Comment redynamiser les réseaux de chaleur renouvelable en France, alors que le prix du gaz reste trop faible pour les rendre immédiatement compétitifs ? C’est tout l’enjeu du groupe de travail (GT) inédit lancé hier par Emmanuelle Wargon, secrétaire d’Etat auprès du ministre de la Transition écologique et solidaire. Ce groupe, qui rassemble des administrations, des collectivités locales et des fédérations professionnelles, a prévu trois réunions plénières pour l’instant. IL est divisé en plusieurs sous-groupes et doit aboutir à des préconisations d’ici trois à quatre mois. L’idée est de mettre ces réseaux de chauffage collectif en cohérence avec les anticipations du projet de Programmation pluriannuelle de l’énergie. Lequel prévoit que ces réseaux produisent entre 22 et 26,7 TWh de chaleur d’origine non fossile en 2023, contre seulement 14 TWh en 2017, selon le Panorama 2018 de la chaleur renouvelable.

Un mécanisme de marché souhaité

Mais comment y parvenir alors que le principal instrument capable de ...

sortir la filière du plateau, où elle stagne, se trouve remis en question – en l’occurrence la Contribution climat énergie, dont la trajectoire à la hausse est stoppée ? « La taxe carbone nous remettait en ligne pour retrouver de la compétitivité par rapport au gaz, en 2021, pour des projets qui mettent plusieurs années à se construire.
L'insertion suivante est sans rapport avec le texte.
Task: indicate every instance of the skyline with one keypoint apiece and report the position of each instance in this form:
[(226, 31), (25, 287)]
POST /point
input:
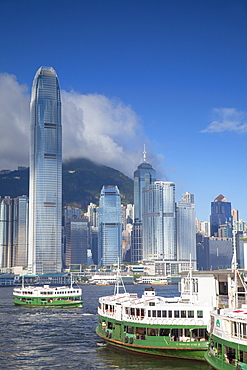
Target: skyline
[(166, 74)]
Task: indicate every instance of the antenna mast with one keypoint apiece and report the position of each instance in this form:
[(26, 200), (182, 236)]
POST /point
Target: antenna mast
[(144, 154)]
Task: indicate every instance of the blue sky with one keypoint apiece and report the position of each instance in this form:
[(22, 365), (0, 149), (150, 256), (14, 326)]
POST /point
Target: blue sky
[(169, 74)]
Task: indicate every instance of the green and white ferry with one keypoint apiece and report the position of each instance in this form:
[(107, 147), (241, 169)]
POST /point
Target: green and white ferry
[(46, 296), (227, 328), (228, 339), (172, 327)]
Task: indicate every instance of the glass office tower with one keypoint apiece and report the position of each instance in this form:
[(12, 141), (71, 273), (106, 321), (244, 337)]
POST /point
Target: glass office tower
[(159, 221), (45, 188), (186, 229), (110, 226), (220, 214)]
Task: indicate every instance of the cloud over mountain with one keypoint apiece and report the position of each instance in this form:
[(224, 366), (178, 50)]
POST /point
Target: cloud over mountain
[(227, 119), (96, 127)]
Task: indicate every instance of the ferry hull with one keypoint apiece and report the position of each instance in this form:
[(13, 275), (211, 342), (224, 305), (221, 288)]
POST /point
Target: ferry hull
[(218, 364), (218, 361), (158, 346), (38, 303)]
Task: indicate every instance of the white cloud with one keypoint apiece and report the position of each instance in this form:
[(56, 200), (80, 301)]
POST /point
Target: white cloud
[(94, 126), (227, 119)]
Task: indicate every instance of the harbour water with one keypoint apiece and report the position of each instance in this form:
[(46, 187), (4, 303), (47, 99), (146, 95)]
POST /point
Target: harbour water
[(49, 338)]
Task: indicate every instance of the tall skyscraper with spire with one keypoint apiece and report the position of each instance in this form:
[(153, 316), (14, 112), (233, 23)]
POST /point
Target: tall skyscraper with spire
[(143, 176), (220, 214), (159, 221), (45, 188)]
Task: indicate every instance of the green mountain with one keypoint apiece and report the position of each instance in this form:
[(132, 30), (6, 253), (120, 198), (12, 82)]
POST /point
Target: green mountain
[(82, 182)]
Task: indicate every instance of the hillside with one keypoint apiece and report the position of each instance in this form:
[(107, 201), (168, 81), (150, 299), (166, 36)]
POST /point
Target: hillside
[(82, 182)]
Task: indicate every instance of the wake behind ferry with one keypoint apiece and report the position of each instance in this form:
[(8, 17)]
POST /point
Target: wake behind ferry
[(173, 327)]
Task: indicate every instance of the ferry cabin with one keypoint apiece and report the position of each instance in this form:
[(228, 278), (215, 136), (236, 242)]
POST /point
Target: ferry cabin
[(228, 339), (46, 296), (153, 325)]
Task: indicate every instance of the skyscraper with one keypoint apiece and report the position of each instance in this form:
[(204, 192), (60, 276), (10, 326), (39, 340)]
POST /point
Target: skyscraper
[(110, 226), (159, 221), (143, 176), (220, 214), (20, 231), (186, 229), (77, 240), (45, 189), (6, 233)]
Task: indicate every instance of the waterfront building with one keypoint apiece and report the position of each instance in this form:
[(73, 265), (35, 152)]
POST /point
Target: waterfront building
[(72, 212), (6, 234), (159, 221), (186, 229), (214, 253), (110, 226), (77, 241), (45, 188), (220, 214)]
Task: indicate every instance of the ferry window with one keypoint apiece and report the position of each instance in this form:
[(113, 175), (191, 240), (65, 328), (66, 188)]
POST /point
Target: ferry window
[(243, 356), (195, 334), (152, 332), (164, 314), (109, 325), (219, 349), (243, 330), (130, 330), (183, 314), (234, 328), (174, 335), (187, 332), (190, 314), (230, 355), (200, 314), (164, 332), (202, 333), (140, 330)]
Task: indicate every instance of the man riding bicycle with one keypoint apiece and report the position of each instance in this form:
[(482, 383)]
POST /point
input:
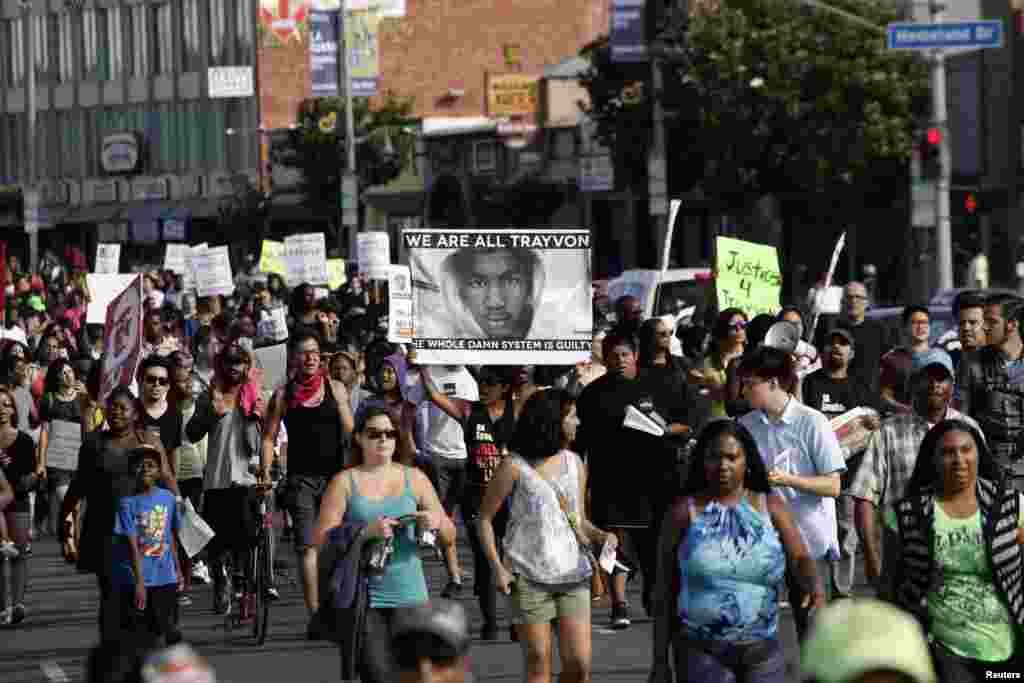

Aujourd’hui, nous sommes dans l’inconnu », s’inquiète Pascal Roger, président de la Fedene. Cette fédération des entreprises de l’efficacité énergétique ne veut pas se substituer au gouvernement pour proposer une relance de la taxe. En revanche, elle estime qu’un mécanisme de marché, avec fiscalité incitative compensée par ailleurs, reste le plus adapté pour favoriser les sources de calories renouvelables comme le bois, la géothermie, la chaleur de récupération face au gaz. « Si ce mécanisme est absent, alors il nous faudra des aides pour reprendre la bonne trajectoire », formule Pascal Roger.

La réserve des CEE

Quelles aides ? La Fedene rappelle que le soutien de l’Ademe à la chaleur renouvelable depuis dix ans culmine à 800 M€, très en deçà des aides cumulées apportées aux EnR électriques via la CSPE. C’est une première piste, qui pourrait justifier une nouvelle augmentation du Fonds Chaleur. Mais d’autres idées pourraient émerger lors du groupe de travail. Par exemple, mieux mobiliser les certificats d’économies d’énergie, à la recherche de nouveaux gisements, justement.

D’autres mesures, non financières, semblent envisageables et certaines sont d’ailleurs déjà suggérées par la PPE. Le « classement » des réseaux par exemple, afin qu’une collectivité rende obligatoire le raccordement, pour les nouveaux bâtiments ou les bâtiments lourdement rénovés, dans les zones favorables. Ou encore, demander aux villes de plus de 10 000 habitants une étude systématique de faisabilité. A noter que Via Seva, une association de promotion des réseaux de chaleur, a lancé en janvier dernier une carte en ligne des 535 réseaux de chaleur et de froid existants, assortie de plus de 350 plans de réseaux, appelés « réseaux prospectifs », lesquels donnent une idée du potentiel du pays.